Consulting company KPMG found that the Department of Public Works had 17 errors on the books. Some customers had been overcharged while others had been undercharged, according to DPW director Chapin Spencer, who presented the findings at Monday's Board of Finance meeting.
The city hired KPMG for a review of its water billing system after discovering last November that it had overcharged the University of Vermont more than $2 million for its water use. The city has established a plan to repay UVM the cash.
KPMG examined the 98 compound meters that the city oversees, said Spencer. The meters measure the flow of large quantities of water for businesses or large institutions — not private homes. UVM has 25 such meters.
All told, the city overbilled four customers a total of $210,000, KPMG found. Some customers had errors in more than one account.
The city also did not collect about $644,000 worth of water bills, ranging from $8,619 to $256,456. In one instance, the undercharge of $256,456, the department added an extra zero and miscalculated by a factor of 10, said Megan Moir, assistant DPW director for water resources.
The city is notifying the affected customers, Moir said. "We will be as flexible as possible" in creating a plan for repayment, she added.
In March 2017, DPW discovered that it had overcharged Zero Gravity Craft Brewery $144,500 for water. That November, the department discovered the multimillion dollar mistake involving UVM.
Those weren't the only errors, the study found.
In total, KPMG assessed 98 compound meters. Seventy-three passed, while five failed and impacted billing. Another 20 meters were flagged for data collection issues that did not affect customer bills.

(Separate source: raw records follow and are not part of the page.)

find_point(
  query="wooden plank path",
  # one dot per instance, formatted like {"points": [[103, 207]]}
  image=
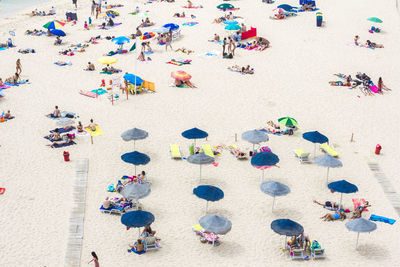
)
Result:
{"points": [[75, 230], [387, 186]]}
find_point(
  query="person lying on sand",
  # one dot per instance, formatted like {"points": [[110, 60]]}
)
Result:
{"points": [[333, 217]]}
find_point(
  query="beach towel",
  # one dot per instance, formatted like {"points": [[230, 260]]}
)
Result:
{"points": [[377, 218], [359, 202], [98, 132]]}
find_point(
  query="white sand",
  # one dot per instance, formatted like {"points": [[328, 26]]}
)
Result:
{"points": [[291, 79]]}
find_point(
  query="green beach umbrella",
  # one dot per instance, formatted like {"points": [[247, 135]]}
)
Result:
{"points": [[287, 121], [375, 19]]}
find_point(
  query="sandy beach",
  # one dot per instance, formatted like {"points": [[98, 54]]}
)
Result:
{"points": [[291, 79]]}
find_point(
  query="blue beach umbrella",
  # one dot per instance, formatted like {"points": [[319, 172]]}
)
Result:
{"points": [[58, 32], [342, 187], [209, 193], [135, 158], [315, 137], [137, 219]]}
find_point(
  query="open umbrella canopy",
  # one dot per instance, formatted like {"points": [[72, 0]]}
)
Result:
{"points": [[208, 192], [137, 218], [57, 32], [135, 158], [215, 224], [135, 191], [55, 24], [133, 79], [134, 134], [375, 19], [287, 121], [343, 187], [232, 27], [264, 159], [107, 60], [315, 137], [274, 189], [194, 133], [225, 6], [181, 75], [254, 136], [287, 227]]}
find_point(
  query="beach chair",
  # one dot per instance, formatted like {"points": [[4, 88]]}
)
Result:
{"points": [[208, 151], [296, 254], [303, 157], [175, 151], [327, 149]]}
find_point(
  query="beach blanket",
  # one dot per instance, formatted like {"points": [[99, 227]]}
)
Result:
{"points": [[98, 132], [377, 218]]}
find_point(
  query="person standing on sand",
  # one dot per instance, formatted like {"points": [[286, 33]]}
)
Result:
{"points": [[95, 259], [18, 66]]}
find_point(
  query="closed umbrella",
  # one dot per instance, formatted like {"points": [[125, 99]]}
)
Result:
{"points": [[215, 224], [135, 158], [274, 189], [137, 219], [329, 162], [135, 192], [254, 137], [264, 160], [360, 225], [209, 193], [200, 159], [342, 187], [134, 134], [315, 137]]}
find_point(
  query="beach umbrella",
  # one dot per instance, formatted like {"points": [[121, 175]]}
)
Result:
{"points": [[147, 36], [200, 159], [225, 6], [58, 32], [264, 160], [285, 7], [329, 162], [120, 40], [194, 133], [135, 192], [315, 137], [135, 158], [55, 24], [232, 27], [375, 19], [209, 193], [255, 137], [287, 121], [360, 225], [171, 26], [181, 75], [342, 187], [107, 60], [215, 224], [133, 79], [274, 189], [137, 219], [134, 134]]}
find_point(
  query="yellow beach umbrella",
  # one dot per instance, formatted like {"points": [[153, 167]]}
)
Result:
{"points": [[107, 60]]}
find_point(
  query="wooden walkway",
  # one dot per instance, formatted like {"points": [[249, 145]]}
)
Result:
{"points": [[75, 231], [387, 186]]}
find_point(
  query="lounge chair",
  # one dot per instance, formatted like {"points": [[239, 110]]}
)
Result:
{"points": [[175, 151], [208, 151], [327, 149], [303, 157]]}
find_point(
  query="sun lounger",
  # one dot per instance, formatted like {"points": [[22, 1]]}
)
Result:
{"points": [[175, 151], [208, 151], [303, 157], [327, 149]]}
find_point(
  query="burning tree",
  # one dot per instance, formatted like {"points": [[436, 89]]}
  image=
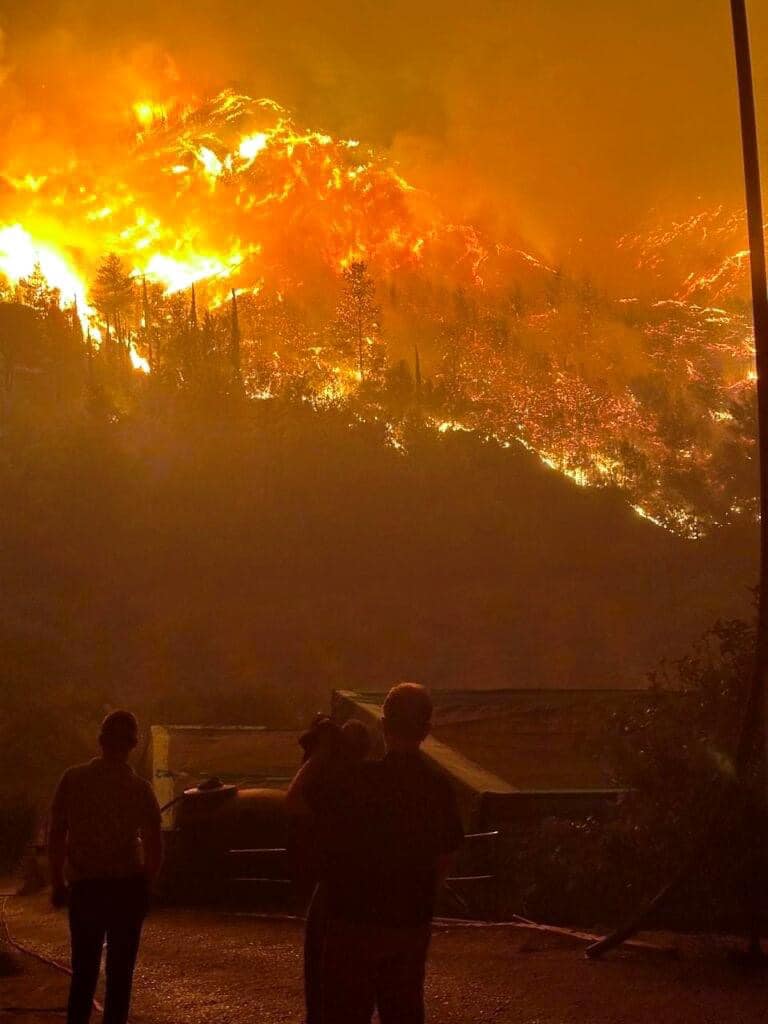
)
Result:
{"points": [[113, 295], [357, 321]]}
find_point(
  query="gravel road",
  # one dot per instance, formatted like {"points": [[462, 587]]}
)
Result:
{"points": [[211, 968]]}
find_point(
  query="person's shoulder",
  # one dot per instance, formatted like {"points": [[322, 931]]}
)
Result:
{"points": [[78, 772], [435, 776]]}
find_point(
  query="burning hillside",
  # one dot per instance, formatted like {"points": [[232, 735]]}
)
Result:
{"points": [[350, 285]]}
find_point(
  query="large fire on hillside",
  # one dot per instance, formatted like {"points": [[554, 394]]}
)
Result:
{"points": [[650, 393]]}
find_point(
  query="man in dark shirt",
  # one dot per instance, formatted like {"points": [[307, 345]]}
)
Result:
{"points": [[388, 833], [104, 850]]}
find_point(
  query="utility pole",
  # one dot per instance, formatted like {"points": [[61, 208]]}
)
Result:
{"points": [[753, 742], [755, 732]]}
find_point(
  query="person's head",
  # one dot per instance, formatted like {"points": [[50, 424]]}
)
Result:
{"points": [[356, 739], [119, 734], [408, 715]]}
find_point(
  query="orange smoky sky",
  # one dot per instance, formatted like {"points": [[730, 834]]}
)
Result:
{"points": [[569, 122]]}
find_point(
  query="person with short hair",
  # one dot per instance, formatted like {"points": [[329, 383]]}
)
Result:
{"points": [[389, 832], [104, 849]]}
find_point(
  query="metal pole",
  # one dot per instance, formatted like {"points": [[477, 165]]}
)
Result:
{"points": [[754, 737], [760, 315]]}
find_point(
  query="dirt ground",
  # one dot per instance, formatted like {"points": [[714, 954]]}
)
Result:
{"points": [[219, 968]]}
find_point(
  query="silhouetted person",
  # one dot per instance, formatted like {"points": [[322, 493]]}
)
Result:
{"points": [[346, 750], [388, 830], [105, 850]]}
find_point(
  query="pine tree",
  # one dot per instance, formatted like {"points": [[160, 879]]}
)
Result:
{"points": [[112, 294], [235, 335], [357, 320]]}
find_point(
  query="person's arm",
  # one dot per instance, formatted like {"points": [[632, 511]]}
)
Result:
{"points": [[57, 827], [152, 838], [452, 835], [305, 779]]}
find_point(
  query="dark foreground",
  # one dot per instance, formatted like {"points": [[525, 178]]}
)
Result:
{"points": [[208, 968]]}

Some errors involved a different type of meter. In those cases, the meters stopped running, resulting in the underbillings.
Many of the issues arose during the faulty installation of compound meters several years ago, Spencer said. The report attributed the issues to "human error."
"We concluded we can prevent these in the future by internal controls and photo documentation," Spencer said. Still, the department plants to hire a consultant for an organizational assessment this spring. The city has already paid KPMG $63,250, Spencer noted.
"We greatly regret this situation has occurred," he said.